You have probably heard about Rachel Canning, the New Jersey teenager who sued her parents to pay for her tuition for private school and college after moving out of their home. At the time she sued her parents, Ms. Canning was 18 years old – an adult – making the case especially surprising to most parents. Ms. Canning lost the first round of her lawsuit when a judge declined to order her parents to pay child support and for her private school tuition - most likely because Ms. Canning “voluntarily” left her parents’ residence. The judge was also probably reacting in part to the widespread negative media coverage. Ms. Canning since withdrew her claim for college tuition and reconciled with her parents.
When the story broke, comments about Ms. Canning on social media called her “spoiled” and “over entitled.” But, were her claims truly that outrageous or unusual? Not really.
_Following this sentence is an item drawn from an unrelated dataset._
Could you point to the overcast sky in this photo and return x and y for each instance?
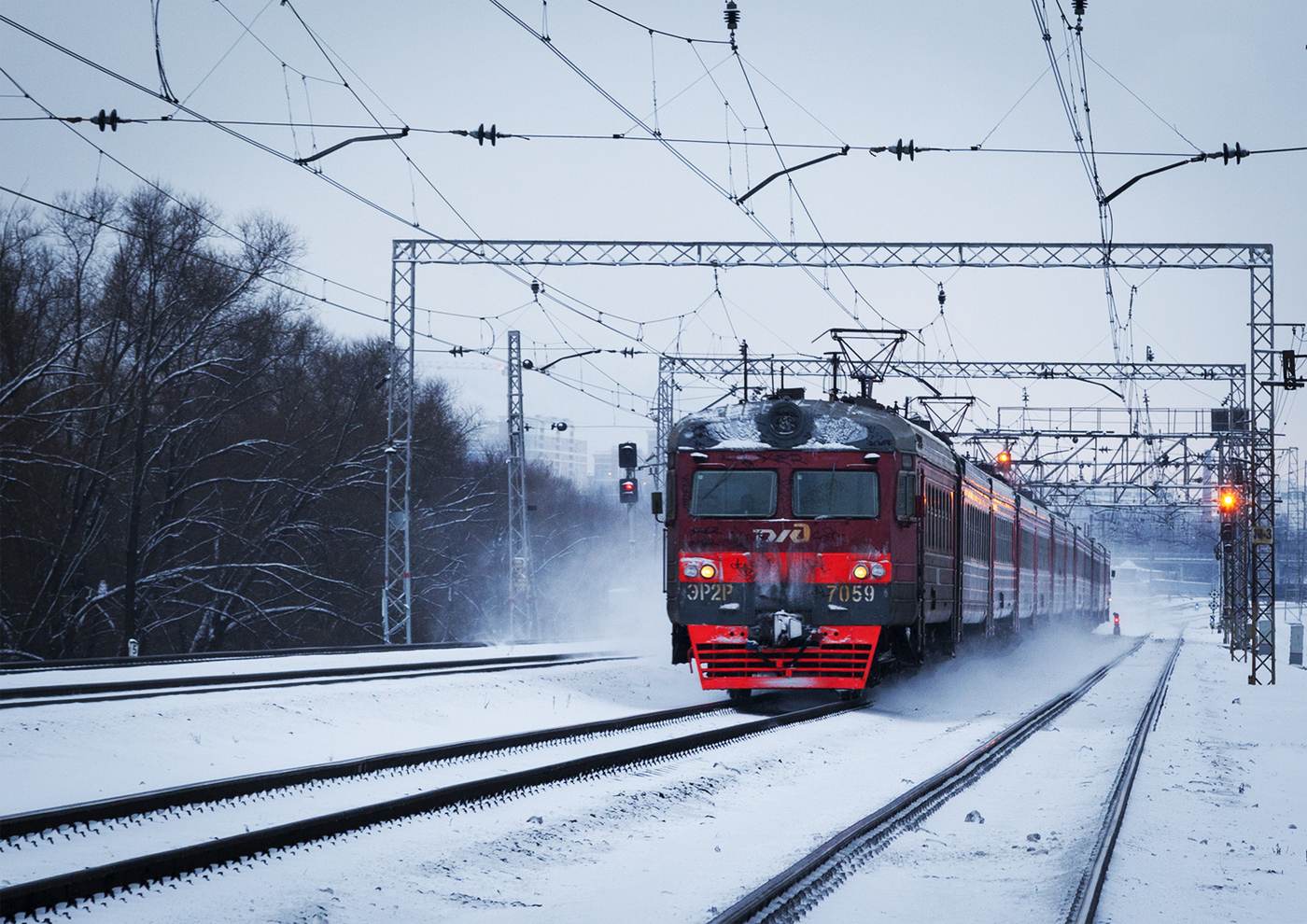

Courts in New Jersey routinely order divorced parents to pay for their children’s private school tuition and college education. The leading case is Newburgh v. Arrigo, 88 N.J. 529 (1982), in which the New Jersey Supreme Court held that a parent’s duty to provide an education for their children includes a college education, making New Jersey probably the most draconian state when it comes to child support. Ms. Canning’s case was somewhat unusual because her parents were not divorced or separated. However, legally they still owed Ms. Canning a duty of support and had the judge found that she left her home for good reasons, then he would have been well within the law had he ordered her parents to pay for her private school and college. Therefore, the answer the questions posed above is “yes” -- if you or your child lives in New Jersey.
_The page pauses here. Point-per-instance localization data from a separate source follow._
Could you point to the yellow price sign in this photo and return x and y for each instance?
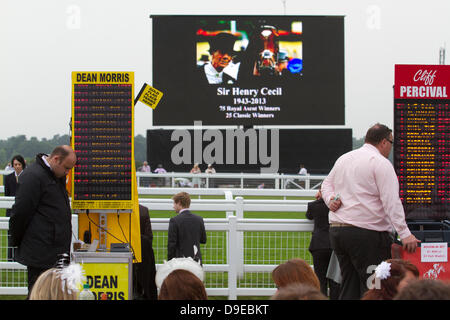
(149, 95)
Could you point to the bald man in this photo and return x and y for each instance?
(41, 217)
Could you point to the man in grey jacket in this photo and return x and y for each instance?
(40, 223)
(186, 230)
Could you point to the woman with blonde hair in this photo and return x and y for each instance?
(60, 283)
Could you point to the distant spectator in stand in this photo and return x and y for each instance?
(10, 182)
(303, 170)
(145, 181)
(145, 167)
(210, 169)
(181, 279)
(41, 217)
(160, 169)
(320, 247)
(196, 170)
(295, 270)
(59, 283)
(298, 291)
(145, 271)
(8, 167)
(425, 289)
(388, 276)
(186, 230)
In contrast to New Jersey, courts in Pennsylvania cannot force parents to pay for their children’s college education. Courts in Pennsylvania used to be able to order divorced, separated or unmarried parents to pay college education under Pennsylvania’s Act 62, 23 Pa. C.S. § 4327. That changed in 1995, when the Pennsylvania Supreme Court declared Act 62 unconstitutional, as a violation of equal protection, because it did not impose an equal obligation on married parents to pay for their children’s college educations. Pennsylvania courts, however, routinely require separated, divorced or unmarried parents to pay for private school tuition for emancipated children (i.e. children still in high school or under 18 years old) if the parents had previously voluntarily enrolled the child in private school.
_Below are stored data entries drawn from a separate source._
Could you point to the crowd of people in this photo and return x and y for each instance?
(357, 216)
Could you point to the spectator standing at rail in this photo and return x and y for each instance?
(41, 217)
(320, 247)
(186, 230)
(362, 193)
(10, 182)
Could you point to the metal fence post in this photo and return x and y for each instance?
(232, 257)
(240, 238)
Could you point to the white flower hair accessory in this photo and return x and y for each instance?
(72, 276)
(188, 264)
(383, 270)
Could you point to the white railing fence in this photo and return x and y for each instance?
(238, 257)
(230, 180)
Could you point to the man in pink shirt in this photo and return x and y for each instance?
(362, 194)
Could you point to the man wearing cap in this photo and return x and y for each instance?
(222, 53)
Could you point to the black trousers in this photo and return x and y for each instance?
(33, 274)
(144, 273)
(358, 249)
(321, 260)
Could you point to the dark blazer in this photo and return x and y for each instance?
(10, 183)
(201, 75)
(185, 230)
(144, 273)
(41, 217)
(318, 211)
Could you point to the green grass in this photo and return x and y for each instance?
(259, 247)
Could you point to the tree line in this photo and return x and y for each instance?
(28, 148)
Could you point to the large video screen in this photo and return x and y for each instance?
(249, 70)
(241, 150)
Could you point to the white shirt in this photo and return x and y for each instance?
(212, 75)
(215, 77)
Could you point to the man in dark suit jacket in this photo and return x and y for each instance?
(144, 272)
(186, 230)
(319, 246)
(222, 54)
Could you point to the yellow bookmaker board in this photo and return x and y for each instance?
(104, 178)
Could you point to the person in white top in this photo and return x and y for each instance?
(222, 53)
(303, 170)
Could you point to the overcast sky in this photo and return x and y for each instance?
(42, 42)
The imposition of college cost on parents can obviously have a significant financial impact on them. While most parents want to help their children with college expenses, not all are able to do so. Having a court unilaterally impose those costs can create a significant hardship. Thus, we advise our clients to avoid being subject to New Jersey law if at all possible. In one case, I advised a Pennsylvania client whose wife moved to New Jersey with his child after separation to preemptively file for child support in Pennsylvania, even though he would be the party paying support. The client worked in New Jersey and could have been served with legal papers while working in New Jersey, potentially subjecting him to New Jersey’s support laws.